Thursday, February 5, 2015

Joyce Sutphen - Is there hope for the Humanities?

Joyce Sutphen teaches British literature and creative writing at Gustavus Adolphus College in St. Peter, MN. Her first collection of poems, Straight Out of View (1995), won the Barnard Women’s Poets Prize. Subsequent collections include Coming Back to the Body (2000), a Minnesota Book Award finalist, Naming the Stars (2004), winner of the Minnesota Book Award, and First Words (2010). She was named Minnesota’s Poet Laureate in 2011.
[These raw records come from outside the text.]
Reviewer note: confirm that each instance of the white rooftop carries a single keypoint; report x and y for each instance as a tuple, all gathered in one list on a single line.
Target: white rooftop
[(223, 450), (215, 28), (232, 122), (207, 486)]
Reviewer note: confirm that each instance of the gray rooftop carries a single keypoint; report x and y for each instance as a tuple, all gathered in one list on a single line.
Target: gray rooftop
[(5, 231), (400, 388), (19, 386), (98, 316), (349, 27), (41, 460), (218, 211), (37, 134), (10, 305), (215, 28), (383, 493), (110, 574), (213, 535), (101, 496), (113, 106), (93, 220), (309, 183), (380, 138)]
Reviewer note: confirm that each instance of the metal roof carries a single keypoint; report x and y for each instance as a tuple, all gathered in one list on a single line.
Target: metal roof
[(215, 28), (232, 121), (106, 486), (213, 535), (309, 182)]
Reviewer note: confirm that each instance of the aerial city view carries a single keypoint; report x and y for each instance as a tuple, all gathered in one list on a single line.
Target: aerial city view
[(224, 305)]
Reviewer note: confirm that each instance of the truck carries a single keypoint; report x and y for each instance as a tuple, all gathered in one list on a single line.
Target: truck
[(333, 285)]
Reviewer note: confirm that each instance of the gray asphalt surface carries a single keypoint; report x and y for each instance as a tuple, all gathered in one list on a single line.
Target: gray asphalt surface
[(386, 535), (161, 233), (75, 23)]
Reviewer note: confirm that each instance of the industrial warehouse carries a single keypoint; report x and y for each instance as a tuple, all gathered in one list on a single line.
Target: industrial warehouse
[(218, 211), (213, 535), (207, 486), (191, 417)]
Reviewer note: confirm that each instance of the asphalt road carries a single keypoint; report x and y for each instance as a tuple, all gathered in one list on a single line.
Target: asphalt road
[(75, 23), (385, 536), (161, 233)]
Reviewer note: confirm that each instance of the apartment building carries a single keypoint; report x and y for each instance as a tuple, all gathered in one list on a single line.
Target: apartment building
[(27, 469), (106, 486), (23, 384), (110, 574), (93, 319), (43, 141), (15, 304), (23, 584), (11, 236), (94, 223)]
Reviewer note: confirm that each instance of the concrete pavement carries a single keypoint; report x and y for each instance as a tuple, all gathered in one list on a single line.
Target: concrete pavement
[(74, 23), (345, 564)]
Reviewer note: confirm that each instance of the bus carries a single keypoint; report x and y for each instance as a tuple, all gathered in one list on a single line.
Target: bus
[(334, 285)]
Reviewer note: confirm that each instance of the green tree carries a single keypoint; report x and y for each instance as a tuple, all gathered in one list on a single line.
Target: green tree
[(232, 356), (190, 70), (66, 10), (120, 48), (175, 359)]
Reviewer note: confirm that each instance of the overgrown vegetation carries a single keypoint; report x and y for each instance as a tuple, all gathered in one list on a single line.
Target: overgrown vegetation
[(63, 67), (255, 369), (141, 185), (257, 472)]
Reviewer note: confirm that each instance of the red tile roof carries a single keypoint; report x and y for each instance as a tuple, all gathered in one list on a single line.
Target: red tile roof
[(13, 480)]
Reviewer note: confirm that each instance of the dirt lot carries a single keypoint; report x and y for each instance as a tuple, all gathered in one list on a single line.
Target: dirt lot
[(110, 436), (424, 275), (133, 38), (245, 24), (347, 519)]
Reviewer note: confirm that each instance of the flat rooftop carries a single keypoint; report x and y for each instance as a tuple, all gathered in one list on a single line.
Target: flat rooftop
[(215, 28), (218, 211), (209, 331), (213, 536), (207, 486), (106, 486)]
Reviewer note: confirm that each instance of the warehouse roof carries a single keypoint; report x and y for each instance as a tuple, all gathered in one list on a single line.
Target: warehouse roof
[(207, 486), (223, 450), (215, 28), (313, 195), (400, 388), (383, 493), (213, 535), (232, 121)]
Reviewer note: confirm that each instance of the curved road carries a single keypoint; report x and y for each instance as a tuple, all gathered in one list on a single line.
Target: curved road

How are the humanities doing these days? It depends on how things are measured. Not so well, if one counts the proportionate number of college students majoring in English or Philosophy these days, but not so poorly if one listens to what matters to young people as they embark on more “practical” careers in economics or science. What matters to them is finding happiness and meaning in life (call it wisdom; call it the search for beauty, truth and goodness).

For years I have been teaching a humanities first term seminar at Gustavus Adolphus College — a wonderful liberal arts college. My course focusses on travel and journeys of all kinds: physical trips, spiritual quests, and the journey that is each human life. My students are first year students, who, for the most part, plan on majoring in business and science, but in my class they spend the semester reading a range of texts from Siddhartha to Wild, considering their own “life treks” (where they’ve been, where they’re going, and how they plan on getting there).

Nearly every day I read a poem in class — one that is obviously related to the course (Frost’s “The Road Not Taken” or William Stafford’s “Traveling Through the Dark”) or one I think they’ll like, such as Mary Oliver’s “The Summer Day,” with its stirring conclusion:

“Tell me, what is it you plan to do
with your one wild and precious life?”

I assure you that for most of them, making a lot of money is not what they plan to do, especially after they are reminded of their “wild and precious” lives. They want to make a difference in the world; they want to feel fulfilled.

The humanities are for human beings; they are about being human, and they inspire and challenge us as we live in our particular time and place. They themselves could never be in trouble; in fact, the humanities (with their dreams for better worlds and their critiques of the time being) are an answer to trouble —“shelter from the storm” as Bob Dylan said. Another way of saying this is to say that when the humanities seem to be in trouble, it is an indication that the community (the country, the world) is in trouble and that we need the humanities more than ever. What William Carlos Williams said about poetry can be said about the humanities in general:

"It is difficult
to get the news from poems
yet men die miserably every day
for lack
of what is found there.”

1 comment:

  1. "The humanities are an answer to trouble."

    This put me in mind of John Stuart Mill, who in his autobiography reports a period of psychological gloom that we would call clinical depression: “At first I hoped that the cloud would pass away of itself; but it did not. … I carried it with me into all companies, into all occupations. Hardly anything had power to cause me even a few minutes oblivion of it. For some months the cloud seemed to grow thicker and thicker.” He saw no way out: “There seemed no power in nature sufficient to begin the formation of my character anew."

    But then Mill encountered the poetry of William Wordsworth. What Wordsworth did for Mill was open up “the common feelings and common destiny of human beings.” Mill began to feel himself part of the human community again.